Design
Typography Hierarchy:
How Visual Weight Guides the Eye
Hierarchy is the typographer's grammar. Without it, a page is a crowd. With it, the eye knows exactly where to go and in what order — without the reader needing to think about it at all.
What Hierarchy Actually Is
Typography hierarchy is the system of visual relationships that tells a reader: this matters more than that. It's communicated through size, weight, spacing, color, case, and style — not any one of these in isolation, but their combination and contrast.
A beginner's mistake is thinking hierarchy means "make the important things bigger." That's part of it. But hierarchy is really about contrast — and contrast requires a controlled range. When everything is large, nothing is important. When everything is the same weight, the eye wanders.
The Typographic Scale
A type scale is a set of predetermined sizes that relate to each other mathematically. Common ratios: 1.25 (Major Third), 1.333 (Perfect Fourth), 1.5 (Perfect Fifth). The ratio determines how dramatically sizes step up — a larger ratio gives bolder hierarchy, a smaller one gives subtle elegance.
Weight Is Underused
Most designers reach for size first. Weight is the more subtle and often more powerful lever. A body-sized but bold text draws the eye before a large but light heading. This is how pull quotes, callouts, and key terms work — not by being bigger, but by being heavier.
This is a heading
This is body text. The difference is minimal. The eye doesn't know where to start and doesn't feel a strong pull toward the heading.
This is a heading
This is body text. The contrast between bold heading and regular body creates an immediate, clear reading order. The eye is guided.
Spacing as Hierarchy Signal
Space around an element signals its importance. More space = more breathing room = more visual weight. The heading that has 3rem of space above it reads as more significant than one with 1rem, even at the same size and weight.
The practical rule: space above a heading should be roughly twice the space below it. This visually connects the heading to the content that follows it, rather than floating it between two sections with equal ambiguity.
Color in Hierarchy
Color adds a third dimension to hierarchy without changing size or weight. In a dark-mode palette, full-opacity white reads as primary, 70% opacity as secondary, 40% as tertiary metadata. This creates a hierarchy of visibility that parallels the size hierarchy.
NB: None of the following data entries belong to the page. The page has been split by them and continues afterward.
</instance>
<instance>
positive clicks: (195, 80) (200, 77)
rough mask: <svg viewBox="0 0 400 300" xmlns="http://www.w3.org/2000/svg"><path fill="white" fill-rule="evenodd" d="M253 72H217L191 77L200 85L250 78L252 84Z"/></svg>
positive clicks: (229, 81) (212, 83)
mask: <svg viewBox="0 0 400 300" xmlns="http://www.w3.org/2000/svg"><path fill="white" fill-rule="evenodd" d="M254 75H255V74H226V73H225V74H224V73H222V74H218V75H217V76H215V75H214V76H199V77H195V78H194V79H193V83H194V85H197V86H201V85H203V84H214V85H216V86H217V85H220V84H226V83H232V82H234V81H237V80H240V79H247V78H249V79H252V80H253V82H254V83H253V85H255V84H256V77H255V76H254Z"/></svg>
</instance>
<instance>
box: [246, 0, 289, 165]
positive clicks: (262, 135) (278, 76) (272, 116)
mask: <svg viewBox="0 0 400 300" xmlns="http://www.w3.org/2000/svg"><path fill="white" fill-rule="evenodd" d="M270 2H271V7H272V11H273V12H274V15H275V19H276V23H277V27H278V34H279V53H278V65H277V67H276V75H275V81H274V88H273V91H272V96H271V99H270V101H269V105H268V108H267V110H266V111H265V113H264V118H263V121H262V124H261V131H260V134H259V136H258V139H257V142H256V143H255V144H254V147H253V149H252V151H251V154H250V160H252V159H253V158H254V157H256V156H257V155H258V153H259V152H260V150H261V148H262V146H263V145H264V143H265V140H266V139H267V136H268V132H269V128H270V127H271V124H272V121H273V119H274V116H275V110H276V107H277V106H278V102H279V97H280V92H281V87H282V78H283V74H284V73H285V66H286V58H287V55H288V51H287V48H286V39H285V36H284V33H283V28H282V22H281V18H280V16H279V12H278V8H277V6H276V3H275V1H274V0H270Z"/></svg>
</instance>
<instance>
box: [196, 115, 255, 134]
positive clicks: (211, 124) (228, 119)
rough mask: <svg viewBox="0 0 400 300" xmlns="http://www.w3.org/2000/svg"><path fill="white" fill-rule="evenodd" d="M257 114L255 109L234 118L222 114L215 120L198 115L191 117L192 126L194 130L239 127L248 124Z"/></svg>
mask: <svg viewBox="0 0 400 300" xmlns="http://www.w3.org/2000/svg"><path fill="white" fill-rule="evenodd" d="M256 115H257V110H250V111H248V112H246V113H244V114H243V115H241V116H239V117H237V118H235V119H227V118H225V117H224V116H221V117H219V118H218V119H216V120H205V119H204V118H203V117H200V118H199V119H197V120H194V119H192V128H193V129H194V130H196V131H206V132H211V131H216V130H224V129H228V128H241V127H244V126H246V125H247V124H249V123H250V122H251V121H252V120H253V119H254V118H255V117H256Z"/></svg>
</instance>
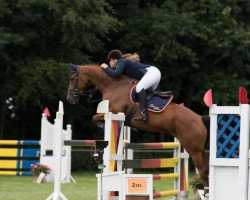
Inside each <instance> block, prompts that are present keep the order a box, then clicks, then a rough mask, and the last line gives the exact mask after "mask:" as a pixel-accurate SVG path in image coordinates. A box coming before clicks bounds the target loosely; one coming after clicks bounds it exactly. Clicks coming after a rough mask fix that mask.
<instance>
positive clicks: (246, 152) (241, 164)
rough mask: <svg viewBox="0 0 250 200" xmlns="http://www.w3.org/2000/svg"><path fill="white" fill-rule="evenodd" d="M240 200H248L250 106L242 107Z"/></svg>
mask: <svg viewBox="0 0 250 200" xmlns="http://www.w3.org/2000/svg"><path fill="white" fill-rule="evenodd" d="M240 108H241V109H240V132H241V134H240V158H239V159H240V161H239V180H240V181H239V185H240V186H239V188H241V191H240V192H239V195H240V196H239V199H242V200H247V199H248V198H247V197H248V162H249V161H248V151H249V105H248V104H242V105H241V106H240Z"/></svg>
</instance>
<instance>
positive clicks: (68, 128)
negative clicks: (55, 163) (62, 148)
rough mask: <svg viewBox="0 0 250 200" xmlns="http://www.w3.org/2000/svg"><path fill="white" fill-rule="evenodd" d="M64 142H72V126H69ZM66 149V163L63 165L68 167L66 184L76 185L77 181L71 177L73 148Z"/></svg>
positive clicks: (65, 160) (65, 147) (65, 133)
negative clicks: (75, 184)
mask: <svg viewBox="0 0 250 200" xmlns="http://www.w3.org/2000/svg"><path fill="white" fill-rule="evenodd" d="M64 140H72V129H71V125H70V124H68V125H67V128H66V131H65V138H64ZM64 148H65V152H66V153H65V154H66V155H65V156H66V159H65V162H66V163H63V164H65V165H66V177H65V183H70V182H73V183H76V181H75V179H74V178H73V177H72V176H71V149H72V147H71V146H64Z"/></svg>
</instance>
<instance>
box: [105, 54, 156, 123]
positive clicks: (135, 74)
mask: <svg viewBox="0 0 250 200" xmlns="http://www.w3.org/2000/svg"><path fill="white" fill-rule="evenodd" d="M124 55H125V54H124ZM126 55H127V54H126ZM129 55H131V54H129ZM132 55H137V54H132ZM138 60H139V58H138V59H137V60H136V59H129V57H126V56H123V54H122V52H121V51H120V50H111V51H110V52H109V54H108V61H109V65H110V66H108V65H107V64H106V63H103V64H102V65H101V67H102V68H103V69H105V72H106V73H107V74H108V75H110V76H112V77H119V76H120V75H121V74H124V75H126V76H128V77H131V78H135V79H138V80H139V82H138V84H137V85H136V93H137V96H138V100H139V104H140V113H141V115H140V116H138V117H135V118H134V120H140V121H147V119H148V116H147V100H146V90H147V89H149V88H151V89H153V90H155V89H156V88H157V86H158V85H159V82H160V79H161V72H160V70H159V69H158V68H156V67H154V66H151V65H148V64H142V63H140V62H139V61H138Z"/></svg>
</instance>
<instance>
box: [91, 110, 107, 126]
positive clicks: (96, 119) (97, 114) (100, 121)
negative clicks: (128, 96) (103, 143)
mask: <svg viewBox="0 0 250 200" xmlns="http://www.w3.org/2000/svg"><path fill="white" fill-rule="evenodd" d="M103 120H104V113H98V114H96V115H94V116H93V117H92V123H93V124H94V125H95V126H96V127H98V128H102V129H104V122H103Z"/></svg>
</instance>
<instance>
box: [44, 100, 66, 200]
mask: <svg viewBox="0 0 250 200" xmlns="http://www.w3.org/2000/svg"><path fill="white" fill-rule="evenodd" d="M63 114H64V112H63V103H62V102H61V101H59V110H58V112H57V113H56V120H55V135H56V137H55V139H56V140H55V144H56V145H55V176H54V192H53V193H52V194H51V195H50V196H49V197H48V198H47V200H50V199H52V200H61V199H62V200H67V198H66V197H65V196H64V195H63V194H62V193H61V159H62V158H61V154H62V152H61V151H62V129H63Z"/></svg>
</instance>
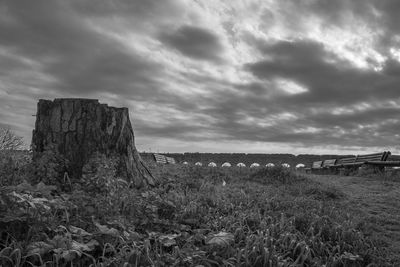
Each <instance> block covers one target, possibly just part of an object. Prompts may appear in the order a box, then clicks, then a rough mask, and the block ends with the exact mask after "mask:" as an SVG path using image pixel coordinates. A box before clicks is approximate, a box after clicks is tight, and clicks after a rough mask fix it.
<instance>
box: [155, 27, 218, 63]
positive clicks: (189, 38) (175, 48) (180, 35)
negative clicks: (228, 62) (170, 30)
mask: <svg viewBox="0 0 400 267" xmlns="http://www.w3.org/2000/svg"><path fill="white" fill-rule="evenodd" d="M160 40H161V41H162V42H163V43H165V44H166V45H168V46H170V47H172V48H174V49H177V50H178V51H179V52H181V53H182V54H183V55H185V56H188V57H191V58H194V59H203V60H211V61H220V60H221V53H222V52H223V46H222V45H221V42H220V40H219V38H218V36H217V35H215V34H214V33H212V32H211V31H209V30H207V29H204V28H200V27H196V26H189V25H185V26H182V27H180V28H179V29H177V30H175V31H173V32H167V33H162V34H161V35H160Z"/></svg>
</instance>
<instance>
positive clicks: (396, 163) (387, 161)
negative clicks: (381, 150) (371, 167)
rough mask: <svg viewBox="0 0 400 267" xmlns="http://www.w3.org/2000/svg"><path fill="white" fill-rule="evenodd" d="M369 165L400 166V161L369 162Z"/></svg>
mask: <svg viewBox="0 0 400 267" xmlns="http://www.w3.org/2000/svg"><path fill="white" fill-rule="evenodd" d="M366 164H367V165H376V166H392V167H396V166H400V161H368V162H367V163H366Z"/></svg>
Accent color — used sparingly — functions as a visual interrupt. A single accent-colored label or category tag draws the eye before the heading, establishing context before the reader enters the content. Use it once per section maximum.
The Test
Squint at your layout. Blur your vision until you can't read the text. What you see is the hierarchy as pure shape and value. Can you still tell which element is most important? Can you trace a clear reading order from the shapes alone?
If yes, your hierarchy is structural and will survive any context — small screens, fast scanning, translation. If no, you're relying on content to create hierarchy that the design should be providing. Content meaning and visual weight are separate systems. Both need to work independently.